How to do translate your inspiration from a whisky onto the canvas?
Each canvas is the result of a process that begins by tasting a whisky. First I look for the impact the whisky has on my senses, analysing all of the sensations that it creates and looking for the right mental image that accurately represents it – although that image often finds me first.
Once I have the image, I investigate the characteristics of that whisky, its production process, the distillery, its history and its geographical location. Then I look for a photograph that comes close to the mental image that arose in my mind when I first tasted it, preferably from a place in the area where the whisky comes from. Finally, I start painting, generally adding some personal detail to the scene.
What has been your most memorable painting?
It is very difficult to choose one particular painting. Each one has its own history, and each has represented a different challenge, so they’re all is special to me.
There are some that I keep for their meaning; among them is the one I painted in honour of the bottle of Chivas Regal 12 that my father bought the year I was born and that we opened last year on Father’s Day. It was a special celebration. That whisky and that painting will always take me back to a beautiful family moment.
Another painting that I keep is “Pride” in honour of The Dalmore 12. The painting shows the face of a deer in the foreground, wrapped in a winter atmosphere. It is an almost monochrome painting, something rare for me since I usually use very strong colours. This painting represents the nobility of the spirit, who, still aware of its fragility, faces life firmly, looking straight ahead and being the protagonist of its own history.
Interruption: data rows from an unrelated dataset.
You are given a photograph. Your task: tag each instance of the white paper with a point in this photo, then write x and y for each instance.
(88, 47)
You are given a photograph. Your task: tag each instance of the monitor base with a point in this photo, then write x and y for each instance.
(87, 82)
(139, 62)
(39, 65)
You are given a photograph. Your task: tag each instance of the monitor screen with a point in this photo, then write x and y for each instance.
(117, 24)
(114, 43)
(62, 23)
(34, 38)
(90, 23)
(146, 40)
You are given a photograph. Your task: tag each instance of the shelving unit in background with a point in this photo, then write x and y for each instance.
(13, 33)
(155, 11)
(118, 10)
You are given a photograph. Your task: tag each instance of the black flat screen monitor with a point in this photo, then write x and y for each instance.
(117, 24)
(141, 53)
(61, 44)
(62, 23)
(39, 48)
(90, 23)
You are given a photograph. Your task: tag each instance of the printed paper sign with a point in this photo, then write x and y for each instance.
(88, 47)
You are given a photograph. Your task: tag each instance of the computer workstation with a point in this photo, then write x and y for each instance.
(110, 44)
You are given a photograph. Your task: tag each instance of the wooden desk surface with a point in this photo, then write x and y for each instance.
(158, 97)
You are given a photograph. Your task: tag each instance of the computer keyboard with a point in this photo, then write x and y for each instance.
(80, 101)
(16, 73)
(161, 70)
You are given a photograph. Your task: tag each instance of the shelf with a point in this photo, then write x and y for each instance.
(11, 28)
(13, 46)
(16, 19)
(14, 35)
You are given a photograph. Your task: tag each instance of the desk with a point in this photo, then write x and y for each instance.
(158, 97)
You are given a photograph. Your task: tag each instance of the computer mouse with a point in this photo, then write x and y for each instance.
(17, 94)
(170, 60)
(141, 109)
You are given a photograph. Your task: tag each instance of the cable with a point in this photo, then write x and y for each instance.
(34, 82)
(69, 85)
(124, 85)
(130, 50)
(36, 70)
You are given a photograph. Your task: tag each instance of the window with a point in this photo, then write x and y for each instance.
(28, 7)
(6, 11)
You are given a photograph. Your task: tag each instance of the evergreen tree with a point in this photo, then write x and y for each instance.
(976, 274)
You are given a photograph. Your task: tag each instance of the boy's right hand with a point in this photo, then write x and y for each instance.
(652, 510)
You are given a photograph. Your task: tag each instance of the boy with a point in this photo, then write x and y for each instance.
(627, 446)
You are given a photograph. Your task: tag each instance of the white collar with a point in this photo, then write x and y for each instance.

I also keep “Epic Spirit”, a tribute to Sassenach Spirits, the whisky released this year by Outlander actor Sam Heughan. Unlike the rest of the series, I was not lucky enough to try that blend. But the painting pays tribute to dreams fulfilled, to perseverance, to the will power of those who believe in themselves.
As a whisky lover, seeing a young artist manage to create his own whisky and being able to turn a project into reality with such care is something I admire and inspires me to continue creating.
What do you hope to achieve in the future with your whisky paintings?
I hope that my art helps to bring more people closer to the fascinating world of whisky, and that those who already enjoy this wonderful spirit find a new way to approach the experience of drinking it.
As soon as Covid-19 isolation is over, the “Whisky & Art” experience will take place at the Whisky Museum in Buenos Aires. This museum houses the second-largest private collection in the world, after Edinburgh, and its owner, Miguel Ángel Reigosa, is a benchmark in Argentina’s whisky world.
There I will display my paintings in tribute to the expressions of Tomatin that are going to be tasted at the event, and to the distillery itself. This project was postponed by the pandemic but I am looking forward to it happening soon.
In the future I would like my art to reach some Scottish distilleries, since I also paint them, an interesting subject that was born from an exchange of ideas between you and I and that has become a new series in itself. And, of course, it would be great to have the opportunity to paint right there at the distilleries; I think it could be a truly fascinating experience.
I want to thank you for the interest you show in my art and give special mention to the importance of sharing the experiences and the vision that each one has surrounding the world of whisky. The exchange of ideas that we have enriches us and gives us a different way of seeing, appreciating and enjoying whisky and art, two beautiful expressions of spirit.